Crude has been stuck in a range of about $80 to $83 a barrel for the past week, as traders and investors wait for the Federal Reserve to say what it will do to stimulate the U.S. economy.
Benchmark crude for December delivery fell 75 cents to settle at $81.43 on the New York Mercantile Exchange.
Prices at the gas pump are almost unchanged again on Friday. The national average is still around $2.81 for a gallon of regular, about where it was at the start of the week. Gas is roughly two cents lower than a week ago and almost 12 cents higher than a year ago.
Significant movement in both oil and gasoline prices seems to hang on next week's Fed meeting, where the economy and what to do about it will be center-stage. Most investors are betting the Fed will buy government securities to help the sluggish economy. That could weaken the dollar and make oil more affordable to buyers with foreign currency, driving up oil prices. Oil and other commodities are priced in dollars.
Still, some analysts wonder if any Fed action is already baked into the price of oil. ""The big question is, have people already bought on the rumor?" said Michael Lynch, president of Strategic Energy and Economic Research.

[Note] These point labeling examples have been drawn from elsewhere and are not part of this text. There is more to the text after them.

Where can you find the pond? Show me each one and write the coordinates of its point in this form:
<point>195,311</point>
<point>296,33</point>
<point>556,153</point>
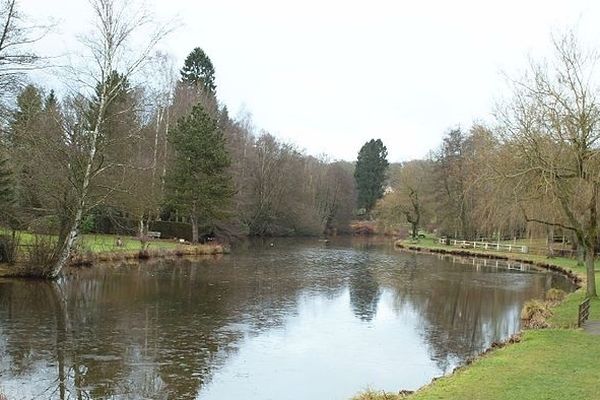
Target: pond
<point>296,320</point>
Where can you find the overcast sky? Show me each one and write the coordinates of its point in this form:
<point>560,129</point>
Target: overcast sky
<point>329,75</point>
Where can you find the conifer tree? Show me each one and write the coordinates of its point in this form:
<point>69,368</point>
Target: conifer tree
<point>199,184</point>
<point>369,174</point>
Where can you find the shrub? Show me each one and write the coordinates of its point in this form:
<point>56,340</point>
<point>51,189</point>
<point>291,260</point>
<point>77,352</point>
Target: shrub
<point>535,314</point>
<point>375,395</point>
<point>555,296</point>
<point>9,246</point>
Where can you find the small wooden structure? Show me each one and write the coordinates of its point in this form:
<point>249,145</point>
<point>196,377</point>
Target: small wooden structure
<point>468,244</point>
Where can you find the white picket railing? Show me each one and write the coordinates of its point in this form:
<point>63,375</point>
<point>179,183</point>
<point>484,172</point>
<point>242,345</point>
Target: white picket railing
<point>467,244</point>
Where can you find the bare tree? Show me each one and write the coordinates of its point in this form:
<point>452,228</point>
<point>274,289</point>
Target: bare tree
<point>109,47</point>
<point>552,127</point>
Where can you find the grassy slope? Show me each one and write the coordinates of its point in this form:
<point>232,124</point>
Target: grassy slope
<point>547,364</point>
<point>97,243</point>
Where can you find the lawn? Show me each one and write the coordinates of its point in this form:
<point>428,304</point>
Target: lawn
<point>548,364</point>
<point>97,243</point>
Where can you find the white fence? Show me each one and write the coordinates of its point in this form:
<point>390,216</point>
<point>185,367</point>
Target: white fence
<point>466,244</point>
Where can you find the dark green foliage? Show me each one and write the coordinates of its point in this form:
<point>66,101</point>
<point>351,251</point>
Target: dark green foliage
<point>198,182</point>
<point>7,190</point>
<point>198,70</point>
<point>371,167</point>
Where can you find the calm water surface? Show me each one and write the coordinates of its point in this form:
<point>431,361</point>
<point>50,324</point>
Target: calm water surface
<point>295,321</point>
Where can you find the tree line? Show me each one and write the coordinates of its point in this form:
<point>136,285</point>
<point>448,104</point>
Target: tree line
<point>138,142</point>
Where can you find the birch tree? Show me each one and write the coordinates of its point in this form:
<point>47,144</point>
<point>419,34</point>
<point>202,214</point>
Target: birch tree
<point>551,125</point>
<point>110,48</point>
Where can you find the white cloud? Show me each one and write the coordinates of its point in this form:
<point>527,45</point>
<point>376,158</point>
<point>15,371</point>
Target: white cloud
<point>330,75</point>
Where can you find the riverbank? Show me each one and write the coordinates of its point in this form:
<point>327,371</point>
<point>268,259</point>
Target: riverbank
<point>104,248</point>
<point>556,363</point>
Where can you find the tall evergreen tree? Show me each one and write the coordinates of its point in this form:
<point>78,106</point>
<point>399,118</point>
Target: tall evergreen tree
<point>369,174</point>
<point>199,184</point>
<point>198,70</point>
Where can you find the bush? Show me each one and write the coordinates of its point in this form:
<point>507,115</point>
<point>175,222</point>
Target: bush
<point>555,296</point>
<point>172,230</point>
<point>374,395</point>
<point>9,246</point>
<point>535,314</point>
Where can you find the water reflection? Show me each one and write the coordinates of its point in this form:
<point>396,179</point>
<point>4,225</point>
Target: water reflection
<point>256,324</point>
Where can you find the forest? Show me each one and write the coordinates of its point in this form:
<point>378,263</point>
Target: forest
<point>134,144</point>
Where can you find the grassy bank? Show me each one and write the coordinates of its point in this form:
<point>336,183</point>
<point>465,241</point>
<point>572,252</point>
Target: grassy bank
<point>556,363</point>
<point>103,248</point>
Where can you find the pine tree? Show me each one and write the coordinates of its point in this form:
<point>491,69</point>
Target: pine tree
<point>198,70</point>
<point>369,174</point>
<point>199,184</point>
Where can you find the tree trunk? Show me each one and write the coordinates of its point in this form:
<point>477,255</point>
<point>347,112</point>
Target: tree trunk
<point>143,232</point>
<point>67,246</point>
<point>590,258</point>
<point>194,229</point>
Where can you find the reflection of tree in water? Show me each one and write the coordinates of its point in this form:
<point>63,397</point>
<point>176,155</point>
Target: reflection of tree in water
<point>364,290</point>
<point>120,333</point>
<point>464,310</point>
<point>162,330</point>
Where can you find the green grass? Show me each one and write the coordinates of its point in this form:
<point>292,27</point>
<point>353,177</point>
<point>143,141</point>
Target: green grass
<point>97,243</point>
<point>547,364</point>
<point>103,243</point>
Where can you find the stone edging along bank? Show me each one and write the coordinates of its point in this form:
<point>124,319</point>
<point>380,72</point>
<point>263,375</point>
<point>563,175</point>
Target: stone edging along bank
<point>89,258</point>
<point>569,274</point>
<point>516,338</point>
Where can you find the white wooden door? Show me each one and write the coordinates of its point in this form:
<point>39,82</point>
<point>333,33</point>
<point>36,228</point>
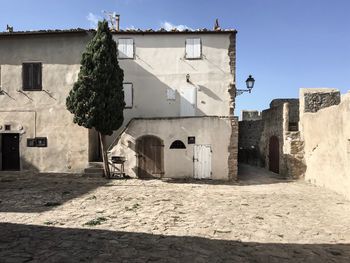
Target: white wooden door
<point>188,102</point>
<point>202,161</point>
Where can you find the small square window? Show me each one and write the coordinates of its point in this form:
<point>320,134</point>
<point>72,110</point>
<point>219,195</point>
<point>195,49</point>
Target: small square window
<point>30,142</point>
<point>41,142</point>
<point>31,76</point>
<point>193,48</point>
<point>125,48</point>
<point>128,95</point>
<point>170,94</point>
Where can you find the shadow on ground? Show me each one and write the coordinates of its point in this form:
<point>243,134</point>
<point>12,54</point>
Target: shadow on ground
<point>251,175</point>
<point>28,243</point>
<point>30,193</point>
<point>247,175</point>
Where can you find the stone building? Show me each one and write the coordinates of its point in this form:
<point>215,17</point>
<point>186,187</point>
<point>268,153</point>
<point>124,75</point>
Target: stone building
<point>276,135</point>
<point>305,138</point>
<point>179,92</point>
<point>325,129</point>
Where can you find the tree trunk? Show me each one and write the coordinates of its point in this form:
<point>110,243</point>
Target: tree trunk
<point>107,173</point>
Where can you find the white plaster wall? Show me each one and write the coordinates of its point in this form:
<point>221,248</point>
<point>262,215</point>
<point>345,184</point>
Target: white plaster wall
<point>178,163</point>
<point>43,113</point>
<point>327,146</point>
<point>160,63</point>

No matter what the Fed does, oil and gasoline supplies remain plentiful and demand is soft. That is likely to temper price rises that could result from a weaker dollar. As retail gasoline prices edged closer to $3 a gallon or more in some parts of the country in recent weeks, drivers began to back away from the pump.
"Demand has cooled noticeably since August, with both total consumption and gasoline demand lower than a year ago, now," energy consultants Cameron Hanover said in a note to investors.
In other energy trading on the Nymex, heating oil lost 2.34 cents to settle at $2.2201 a gallon. Gasoline dropped 0.94 cent to settle at $2.1045 per gallon. Natural gas gained 14.8 cents to settle at $4.038 per 1,000 cubic feet.
In London, Brent crude fell 44 cents to settle at $83.15 a barrel on the ICE Futures exchange.